Unless otherwise stated, such a Performance Goal need not be based upon an increase or positive result under a particular business criterion and could include, for example, maintaining the status quo, performance relative to a peer group determined by the Committee or limiting economic losses (measured, in each case, by reference to specific business criteria). In interpreting Plan provisions applicable to Performance Goals and qualified Performance Cash Awards, it is the intent of the Plan to comply with Section 162(m), including, without limitation, Treasury Regulation §1.162-27(e)(2)(i), as to grants to Executive Officers and the Committee in establishing such goals and interpreting the Plan shall be guided by such provisions. Prior to the payment of any compensation based on the achievement of Performance Goals applicable to qualified Performance Cash Awards, the Committee must certify in writing that applicable Performance Goals and any of the material terms thereof were, in fact, satisfied. Subject to the foregoing provisions, the terms, conditions and limitations applicable to any qualified Performance Cash Awards made pursuant to this Plan shall be determined by the Committee to the extent permitted under Section 162(m).

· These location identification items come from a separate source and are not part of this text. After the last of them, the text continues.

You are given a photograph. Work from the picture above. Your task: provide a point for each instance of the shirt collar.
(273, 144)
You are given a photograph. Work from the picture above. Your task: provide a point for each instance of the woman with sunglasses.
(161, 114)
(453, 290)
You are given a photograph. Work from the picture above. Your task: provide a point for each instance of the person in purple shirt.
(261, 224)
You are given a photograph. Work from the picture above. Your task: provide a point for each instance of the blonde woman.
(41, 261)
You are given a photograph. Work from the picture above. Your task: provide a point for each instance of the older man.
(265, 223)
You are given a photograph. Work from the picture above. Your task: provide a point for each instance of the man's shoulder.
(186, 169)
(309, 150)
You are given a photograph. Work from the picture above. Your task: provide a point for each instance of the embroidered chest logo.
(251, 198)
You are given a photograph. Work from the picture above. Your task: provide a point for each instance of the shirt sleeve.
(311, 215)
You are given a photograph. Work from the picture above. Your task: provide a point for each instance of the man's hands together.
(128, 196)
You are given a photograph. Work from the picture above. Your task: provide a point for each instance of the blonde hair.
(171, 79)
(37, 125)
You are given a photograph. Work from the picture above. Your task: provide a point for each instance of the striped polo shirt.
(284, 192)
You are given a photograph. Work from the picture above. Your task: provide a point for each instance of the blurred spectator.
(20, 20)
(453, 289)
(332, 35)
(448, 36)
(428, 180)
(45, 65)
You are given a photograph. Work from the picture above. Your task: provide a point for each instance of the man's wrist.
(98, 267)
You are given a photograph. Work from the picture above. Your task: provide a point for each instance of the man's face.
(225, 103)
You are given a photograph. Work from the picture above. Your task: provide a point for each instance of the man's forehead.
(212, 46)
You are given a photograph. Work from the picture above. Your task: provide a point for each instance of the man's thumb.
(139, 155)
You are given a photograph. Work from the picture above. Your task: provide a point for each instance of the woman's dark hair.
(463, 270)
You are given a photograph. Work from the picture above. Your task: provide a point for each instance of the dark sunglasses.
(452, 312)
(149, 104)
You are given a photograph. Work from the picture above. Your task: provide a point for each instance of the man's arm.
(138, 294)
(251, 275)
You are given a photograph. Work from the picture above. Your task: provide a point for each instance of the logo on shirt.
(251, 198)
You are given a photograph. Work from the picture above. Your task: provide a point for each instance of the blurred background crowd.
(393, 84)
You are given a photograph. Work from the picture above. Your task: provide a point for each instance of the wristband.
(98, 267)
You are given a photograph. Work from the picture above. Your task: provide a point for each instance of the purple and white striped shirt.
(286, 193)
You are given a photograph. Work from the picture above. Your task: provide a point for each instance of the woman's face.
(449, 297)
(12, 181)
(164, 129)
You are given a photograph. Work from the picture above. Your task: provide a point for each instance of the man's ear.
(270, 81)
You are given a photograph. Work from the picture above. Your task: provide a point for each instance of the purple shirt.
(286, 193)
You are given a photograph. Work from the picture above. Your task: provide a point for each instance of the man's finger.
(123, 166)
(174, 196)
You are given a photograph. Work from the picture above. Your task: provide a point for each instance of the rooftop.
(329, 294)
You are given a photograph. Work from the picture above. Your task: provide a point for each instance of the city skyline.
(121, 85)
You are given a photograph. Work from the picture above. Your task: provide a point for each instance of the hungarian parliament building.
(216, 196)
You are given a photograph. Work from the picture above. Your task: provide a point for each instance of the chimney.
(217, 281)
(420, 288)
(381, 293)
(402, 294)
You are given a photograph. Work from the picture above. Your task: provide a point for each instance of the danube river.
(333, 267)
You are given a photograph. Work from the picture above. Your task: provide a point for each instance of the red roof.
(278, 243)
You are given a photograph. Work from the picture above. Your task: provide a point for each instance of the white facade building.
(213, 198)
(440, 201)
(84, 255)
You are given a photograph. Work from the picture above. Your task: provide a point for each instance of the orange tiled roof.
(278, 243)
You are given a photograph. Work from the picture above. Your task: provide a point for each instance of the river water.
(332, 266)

     (b) The Committee shall adjust the Performance Goals (either up or down) and the level of the Performance Cash Award that a Participant may earn under this Plan, to the extent permitted pursuant to Section 162(m), if it determines that the occurrence of external changes or other unanticipated business conditions have materially affected the fairness of the goals and have unduly influenced the Company’s ability to meet them, including without limitation, events such as material acquisitions, changes in the capital structure of the Company, and extraordinary accounting changes. In addition, Performance Goals and Performance Cash Awards shall be calculated without regard to any changes in accounting standards that may be required by the Financial Accounting Standards Board after such Performance Goals are established. Further, in the event a period of service to which a Performance Goal relates is less than 12 months, the Committee shall have the right, in its sole discretion, to adjust the Performance Goals and the level of Performance Cash Award opportunity.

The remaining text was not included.